Sometime in mid-June our rental house was invaded with spiders. Big spiders, small spiders, spiders on the ceilings, spiders on the floor, spiders smack dab in the middle of the wall, spiders in the bathroom, spiders in the hallway, spiders on our sheets (!!), spiders in the kitchen. Really, spiders everywhere. And while none of the spiders I saw looked particularly poisonous, spiders are still the creepiest creatures of all. They have so many legs. And if you look away for even a second they can fly across the room and disappear. And then reappear on your face when your sleeping. And then they crawl all over you. And then you spend the next two weeks swiping at various parts of your body because you swear there’s a spider there only to have your husband tell you it’s just your hair that your baby pulled out when he grabbed a fistful and wouldn’t let go, but it’s too late and now the whole world thinks you’re slightly unbalanced because you keeps swiping at yourself and oh-my-god spiders freak me out so much that I write stupid-long run-on sentences. Someone stop me.
Now, most days Caleb and Sadie and I are home alone, so spider-dealing-with is up to me (at least until Caleb is old enough to have decent hand control and then I’m making him do it; he’s a boy so he’ll probably think it’s super cool), and while I’m generally a live and let live kind of person, I draw the line at spiders in my house. I’ve seen the whole capture them and let them loose outside manuever, but I have three problems with this approach:
- You have to get relatively close to the spider in order to extract it and move it outside.
- Once it’s outside it could conceivably come back inside at some point and/or I could walk into it’s web outside or have it land in my hair when I’m out watering plants.
- In the process of capturing and transporting said spider the sneaky thing could crawl all over me.
For these very sane reasons I apologize to the spider and God and kill them. On the spot. With no mercy. I like to think I’m kind about it: I do it quickly and I make sure they’re really, really, really dead (so they don’t suffer – or, you know, come back to life), but there’s no getting around it. I’m a spider killer.
Even so, there are occasions on which I call Adam at work and force him to drive the two miles home to kill a spider because it is either too freaking huge to be believed and I can’t approach it for fear it will eat my head off, or it is out of my reach. In exchange for this service, I have been known to offer up various household chores that now include putting the baby to bed (a time consuming affair that can involve many attempts and leave one wiped of the desire to go on being awake themselves).

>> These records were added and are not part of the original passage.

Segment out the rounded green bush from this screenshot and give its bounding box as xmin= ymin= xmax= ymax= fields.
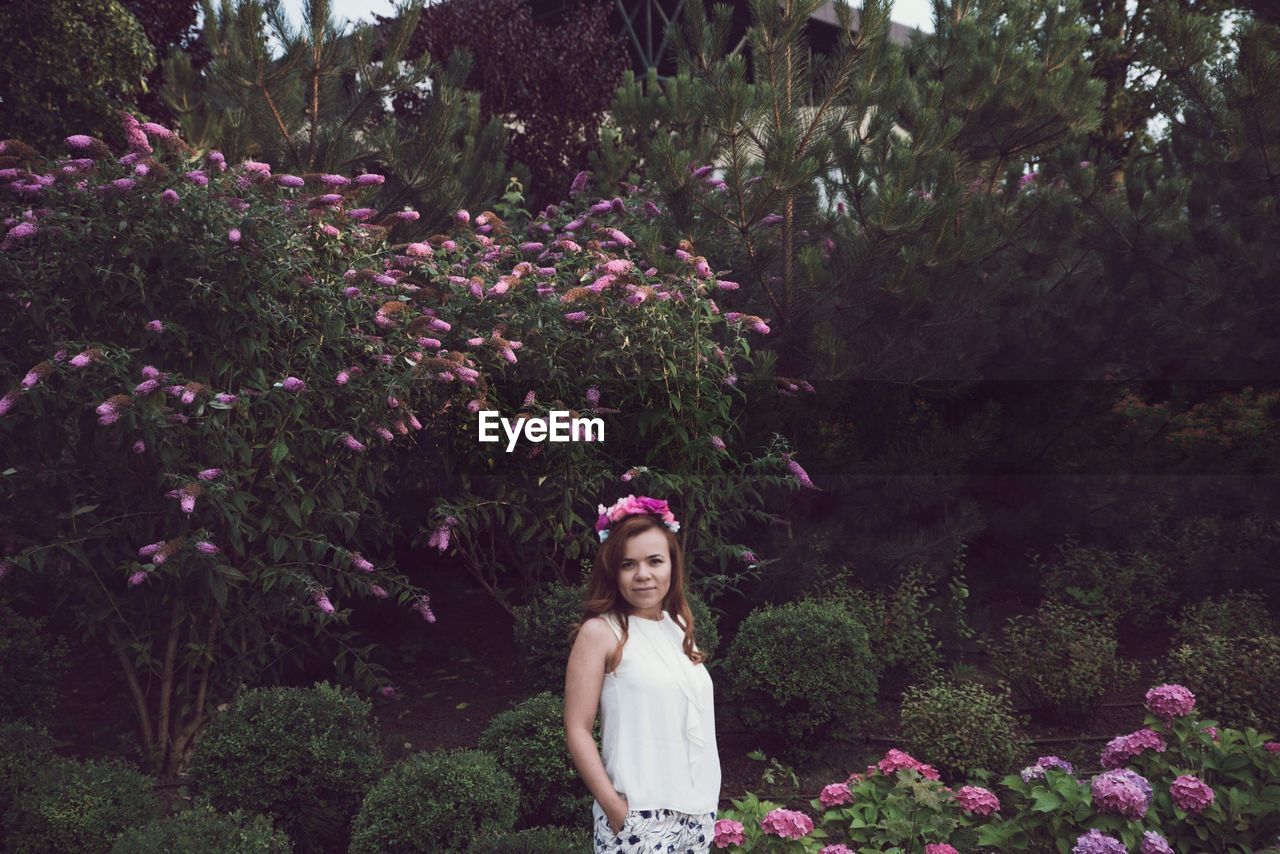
xmin=513 ymin=582 xmax=719 ymax=694
xmin=5 ymin=755 xmax=161 ymax=853
xmin=1036 ymin=537 xmax=1176 ymax=632
xmin=987 ymin=601 xmax=1132 ymax=725
xmin=899 ymin=680 xmax=1031 ymax=779
xmin=185 ymin=682 xmax=383 ymax=852
xmin=0 ymin=720 xmax=59 ymax=836
xmin=478 ymin=691 xmax=595 ymax=829
xmin=0 ymin=602 xmax=69 ymax=724
xmin=723 ymin=600 xmax=879 ymax=759
xmin=472 ymin=825 xmax=591 ymax=852
xmin=1172 ymin=590 xmax=1277 ymax=647
xmin=1165 ymin=632 xmax=1280 ymax=732
xmin=109 ymin=802 xmax=293 ymax=853
xmin=348 ymin=749 xmax=517 ymax=854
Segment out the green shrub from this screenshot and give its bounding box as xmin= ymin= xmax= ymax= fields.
xmin=0 ymin=602 xmax=69 ymax=723
xmin=4 ymin=755 xmax=161 ymax=853
xmin=0 ymin=0 xmax=155 ymax=150
xmin=0 ymin=719 xmax=59 ymax=836
xmin=348 ymin=749 xmax=517 ymax=854
xmin=478 ymin=692 xmax=594 ymax=829
xmin=1172 ymin=590 xmax=1277 ymax=647
xmin=820 ymin=566 xmax=944 ymax=695
xmin=186 ymin=682 xmax=383 ymax=852
xmin=514 ymin=583 xmax=719 ymax=694
xmin=899 ymin=680 xmax=1032 ymax=779
xmin=723 ymin=600 xmax=879 ymax=760
xmin=472 ymin=825 xmax=591 ymax=852
xmin=1036 ymin=536 xmax=1176 ymax=632
xmin=109 ymin=802 xmax=292 ymax=853
xmin=1165 ymin=632 xmax=1280 ymax=732
xmin=987 ymin=601 xmax=1133 ymax=725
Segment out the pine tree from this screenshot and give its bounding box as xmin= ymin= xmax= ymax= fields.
xmin=159 ymin=0 xmax=508 ymax=232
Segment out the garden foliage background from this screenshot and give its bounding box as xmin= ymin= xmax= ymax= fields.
xmin=2 ymin=0 xmax=1280 ymax=851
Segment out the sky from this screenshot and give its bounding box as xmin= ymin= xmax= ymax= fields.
xmin=281 ymin=0 xmax=939 ymax=34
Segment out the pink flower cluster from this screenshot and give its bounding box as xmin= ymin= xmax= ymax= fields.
xmin=760 ymin=808 xmax=813 ymax=840
xmin=594 ymin=495 xmax=679 ymax=537
xmin=819 ymin=782 xmax=852 ymax=807
xmin=1145 ymin=683 xmax=1196 ymax=720
xmin=924 ymin=845 xmax=959 ymax=854
xmin=1170 ymin=773 xmax=1214 ymax=813
xmin=1140 ymin=831 xmax=1174 ymax=854
xmin=1091 ymin=769 xmax=1152 ymax=819
xmin=820 ymin=846 xmax=854 ymax=854
xmin=1100 ymin=727 xmax=1166 ymax=769
xmin=712 ymin=819 xmax=744 ymax=848
xmin=867 ymin=748 xmax=941 ymax=781
xmin=953 ymin=785 xmax=1000 ymax=816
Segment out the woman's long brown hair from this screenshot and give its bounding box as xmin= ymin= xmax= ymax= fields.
xmin=572 ymin=514 xmax=704 ymax=673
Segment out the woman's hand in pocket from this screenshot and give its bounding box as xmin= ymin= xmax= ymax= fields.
xmin=606 ymin=797 xmax=630 ymax=836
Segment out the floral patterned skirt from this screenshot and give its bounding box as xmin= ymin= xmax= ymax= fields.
xmin=591 ymin=799 xmax=717 ymax=854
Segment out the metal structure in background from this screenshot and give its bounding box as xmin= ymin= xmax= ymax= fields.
xmin=527 ymin=0 xmax=918 ymax=82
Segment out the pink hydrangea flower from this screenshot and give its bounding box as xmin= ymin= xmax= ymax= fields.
xmin=1140 ymin=831 xmax=1174 ymax=854
xmin=1091 ymin=769 xmax=1152 ymax=819
xmin=1100 ymin=728 xmax=1167 ymax=769
xmin=1170 ymin=774 xmax=1214 ymax=813
xmin=821 ymin=847 xmax=854 ymax=854
xmin=1264 ymin=742 xmax=1280 ymax=753
xmin=712 ymin=819 xmax=744 ymax=848
xmin=924 ymin=846 xmax=959 ymax=854
xmin=954 ymin=786 xmax=1000 ymax=816
xmin=819 ymin=782 xmax=852 ymax=806
xmin=1146 ymin=684 xmax=1196 ymax=720
xmin=132 ymin=439 xmax=146 ymax=454
xmin=760 ymin=808 xmax=812 ymax=840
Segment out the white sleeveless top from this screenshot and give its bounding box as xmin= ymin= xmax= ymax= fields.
xmin=597 ymin=609 xmax=720 ymax=813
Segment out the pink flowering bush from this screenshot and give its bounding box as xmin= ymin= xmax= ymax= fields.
xmin=977 ymin=683 xmax=1280 ymax=851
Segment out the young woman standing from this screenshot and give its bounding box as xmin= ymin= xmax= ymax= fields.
xmin=564 ymin=496 xmax=721 ymax=853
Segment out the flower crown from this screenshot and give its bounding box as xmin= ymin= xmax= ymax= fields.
xmin=595 ymin=495 xmax=680 ymax=542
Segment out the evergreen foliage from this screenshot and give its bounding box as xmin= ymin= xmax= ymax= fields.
xmin=109 ymin=802 xmax=293 ymax=854
xmin=160 ymin=0 xmax=508 ymax=233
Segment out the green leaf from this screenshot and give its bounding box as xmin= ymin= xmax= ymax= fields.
xmin=271 ymin=440 xmax=289 ymax=464
xmin=1032 ymin=791 xmax=1063 ymax=812
xmin=270 ymin=536 xmax=287 ymax=562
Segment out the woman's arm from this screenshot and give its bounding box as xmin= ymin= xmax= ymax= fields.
xmin=564 ymin=617 xmax=629 ymax=834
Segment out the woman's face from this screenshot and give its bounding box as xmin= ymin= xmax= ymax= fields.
xmin=616 ymin=527 xmax=672 ymax=618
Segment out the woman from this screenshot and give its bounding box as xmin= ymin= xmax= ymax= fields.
xmin=564 ymin=495 xmax=721 ymax=854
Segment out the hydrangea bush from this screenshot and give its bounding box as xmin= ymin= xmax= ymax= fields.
xmin=710 ymin=685 xmax=1280 ymax=852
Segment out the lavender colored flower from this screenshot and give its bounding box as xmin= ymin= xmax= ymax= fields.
xmin=134 ymin=379 xmax=160 ymax=395
xmin=1140 ymin=831 xmax=1174 ymax=854
xmin=1101 ymin=728 xmax=1167 ymax=770
xmin=1146 ymin=684 xmax=1196 ymax=720
xmin=1072 ymin=829 xmax=1126 ymax=854
xmin=129 ymin=571 xmax=149 ymax=587
xmin=145 ymin=319 xmax=164 ymax=332
xmin=355 ymin=173 xmax=385 ymax=186
xmin=227 ymin=228 xmax=241 ymax=244
xmin=65 ymin=135 xmax=95 ymax=149
xmin=414 ymin=593 xmax=437 ymax=622
xmin=394 ymin=209 xmax=419 ymax=221
xmin=711 ymin=435 xmax=726 ymax=450
xmin=455 ymin=209 xmax=470 ymax=224
xmin=342 ymin=433 xmax=366 ymax=452
xmin=313 ymin=589 xmax=335 ymax=614
xmin=197 ymin=468 xmax=222 ymax=481
xmin=1091 ymin=769 xmax=1152 ymax=819
xmin=350 ymin=552 xmax=375 ymax=573
xmin=215 ymin=393 xmax=238 ymax=405
xmin=786 ymin=455 xmax=818 ymax=489
xmin=369 ymin=584 xmax=389 ymax=599
xmin=605 ymin=228 xmax=633 ymax=247
xmin=1170 ymin=774 xmax=1214 ymax=813
xmin=132 ymin=439 xmax=146 ymax=454
xmin=761 ymin=213 xmax=784 ymax=226
xmin=319 ymin=174 xmax=350 ymax=187
xmin=276 ymin=174 xmax=305 ymax=187
xmin=1020 ymin=755 xmax=1075 ymax=782
xmin=347 ymin=208 xmax=376 ymax=220
xmin=569 ymin=170 xmax=589 ymax=195
xmin=195 ymin=541 xmax=220 ymax=555
xmin=586 ymin=387 xmax=600 ymax=407
xmin=111 ymin=178 xmax=136 ymax=191
xmin=564 ymin=311 xmax=587 ymax=323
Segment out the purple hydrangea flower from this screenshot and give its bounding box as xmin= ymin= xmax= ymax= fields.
xmin=1072 ymin=829 xmax=1126 ymax=854
xmin=1091 ymin=769 xmax=1152 ymax=819
xmin=1140 ymin=831 xmax=1174 ymax=854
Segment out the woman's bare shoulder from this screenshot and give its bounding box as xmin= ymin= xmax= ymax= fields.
xmin=576 ymin=615 xmax=614 ymax=645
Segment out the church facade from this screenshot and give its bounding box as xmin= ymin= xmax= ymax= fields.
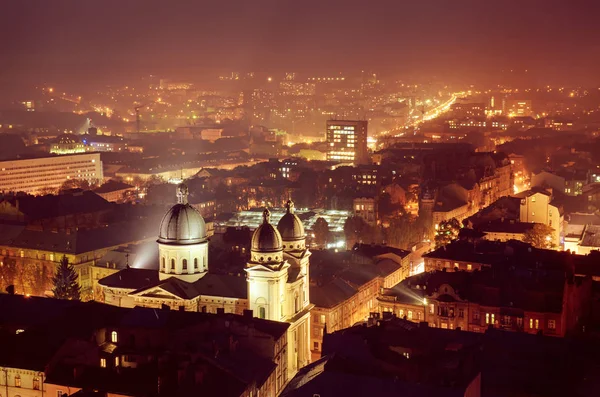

Nevertheless, most of the time I kill my own spiders because I’m grown-up like that, but in order to convince Adam of the enormity of our problem, I began keeping track of the number of spiders I was killing on a dry erase board we keep by the garage. Sadly I forgot to mark the date I began, so I had to start over yesterday in order to accurately capture the invasion-like-scope I’m experiencing. But, prior to erasing the marks and beginning again, I was up to 21 spiders. 21. Spiders.
Somehow marking them down makes me feel more powerful. And garners me more sympathy. And makes me feel productive. So what if I didn’t shower today? I killed five spiders. Beat that.
(Oh, and sorry spiders, I hope there is a lovely afterlife for you. Please don’t haunt me.)